Can't comment on bsd but have heard it's not as smooth as other quick detailers and is more like a spray sealant.


----------



## SNAKEBITE (Feb 22, 2010)

If I wash with Gold Class, then top up with wax (as is my usual regime) will experience any issues?

Wax is also Megs, would that be an issue?


----------



## jactac (Apr 3, 2016)

My first choice is usually MER then AG.


----------



## Brian1612 (Apr 5, 2015)

SNAKEBITE said:


> If I wash with Gold Class, then top up with wax (as is my usual regime) will experience any issues?
> 
> Wax is also Megs, would that be an issue?


Don't see how you'd experience any issues if you were waxing after every wash.


----------



## cargainz (Jul 25, 2016)

Kimo said:


> It clogs lsp up
> 
> My mate wondered why his wax was only lasting weeks not months
> 
> ...


Looking at shampoo threads and I normally pick stuff from Halfords.
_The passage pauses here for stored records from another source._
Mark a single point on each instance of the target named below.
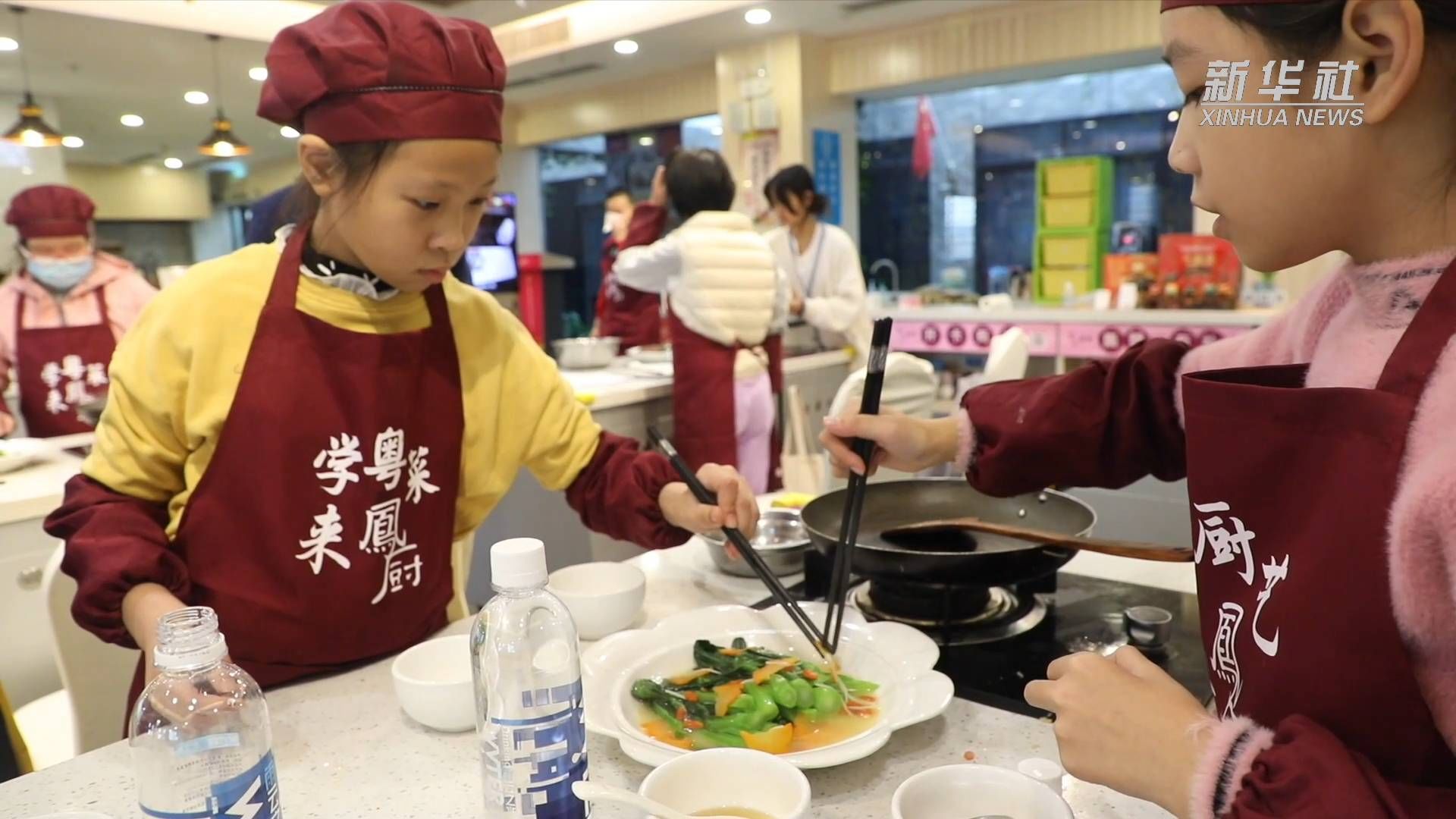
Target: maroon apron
(60, 369)
(1292, 491)
(704, 403)
(321, 531)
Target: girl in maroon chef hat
(1318, 449)
(303, 435)
(61, 312)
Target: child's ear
(321, 165)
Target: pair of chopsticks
(737, 538)
(855, 494)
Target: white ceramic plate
(896, 656)
(654, 354)
(20, 452)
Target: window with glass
(977, 207)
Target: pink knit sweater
(1110, 423)
(1346, 330)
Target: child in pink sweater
(1318, 449)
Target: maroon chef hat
(384, 72)
(52, 210)
(1181, 3)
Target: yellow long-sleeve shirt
(177, 372)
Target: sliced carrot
(774, 741)
(658, 730)
(688, 678)
(772, 668)
(727, 694)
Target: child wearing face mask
(63, 312)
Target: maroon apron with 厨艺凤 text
(60, 369)
(321, 531)
(1291, 490)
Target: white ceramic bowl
(730, 777)
(896, 656)
(433, 684)
(603, 598)
(957, 792)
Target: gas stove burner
(951, 615)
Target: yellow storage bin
(1068, 251)
(1056, 279)
(1068, 180)
(1069, 212)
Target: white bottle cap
(519, 563)
(1044, 771)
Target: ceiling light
(221, 142)
(31, 130)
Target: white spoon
(595, 792)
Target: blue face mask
(61, 275)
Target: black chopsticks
(743, 545)
(855, 494)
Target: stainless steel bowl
(585, 353)
(781, 541)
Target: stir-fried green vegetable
(750, 697)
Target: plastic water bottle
(528, 691)
(200, 738)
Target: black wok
(984, 560)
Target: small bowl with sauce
(730, 781)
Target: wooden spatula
(1120, 548)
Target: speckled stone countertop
(346, 749)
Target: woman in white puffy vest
(726, 303)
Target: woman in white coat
(821, 261)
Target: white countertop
(1074, 315)
(344, 748)
(618, 385)
(38, 488)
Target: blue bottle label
(532, 763)
(251, 795)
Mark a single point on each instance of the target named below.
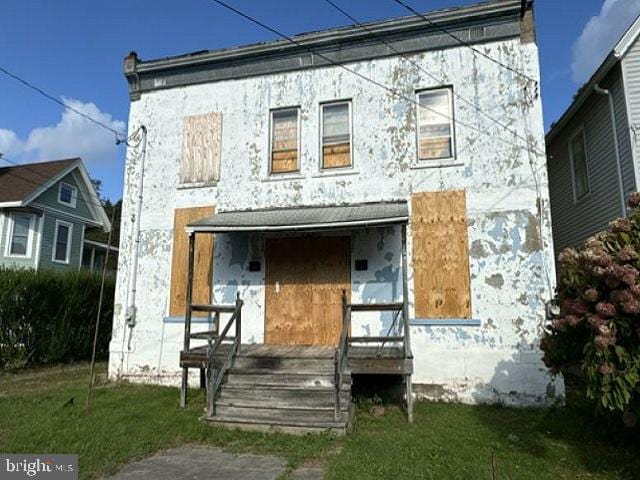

Interesting point about shampoo's clogging lsp.


----------



## chewy_ (Mar 5, 2014)

Waxaddict pure gets my vote having finally tried it. Costs 3 x more than the zymol autowash but worth it for the clean unaltered look. Only downside is you have to order it in


----------



## planehazza (Jan 25, 2018)

Bumping an old thread, as I see a lot are not keen on Meg's Gold Class. I've used it for years and have really liked it. If I'm stripping my car and applying BH Double Speed wax, will the gold class hamper it? My plan is to apply AG Aqua wax as a top up every maintenance wash, which will probably be every 3 - 4 weeks.


----------



## bigkahunaburger (Jun 27, 2012)

There are much, much better shampoos out there and plenty that won't clog your wax layer like Gold Class can. Try the Autoglym Pure shampoo from Halfords or, if you're feeling flush, the Autoglym UHD shampoo.


----------



## GleemSpray (Jan 26, 2014)

bigkahunaburger said:


> There are much, much better shampoos out there and plenty that won't clog your wax layer like Gold Class can. Try the Autoglym Pure shampoo from Halfords or, if you're feeling flush, the Autoglym UHD shampoo.


I have a bottle of the Pure shampoo from when it was labeled BodyWork Shampoo and i really rate it - it suds up well, cleans well and then rinses away easily. I think its underrated.

My one (tiny) reservation with the UHD shampoo is that the mega-suds take more rinsing away, even though it is a very luxurious experience using it.


----------



## Benfr16 (Dec 3, 2016)

One for autoglym body shop condiioner!


----------



## OvEr_KiLL (Mar 2, 2015)

that new ultra high definition shampoo from autoglym is excellent stuff  yes its pricey but i really rate it. 4 capfuls in a 20l litre bucket and its soooooo slick, also it smells nice too and the suds last the whole wash, also the suds to panel transfer is good


----------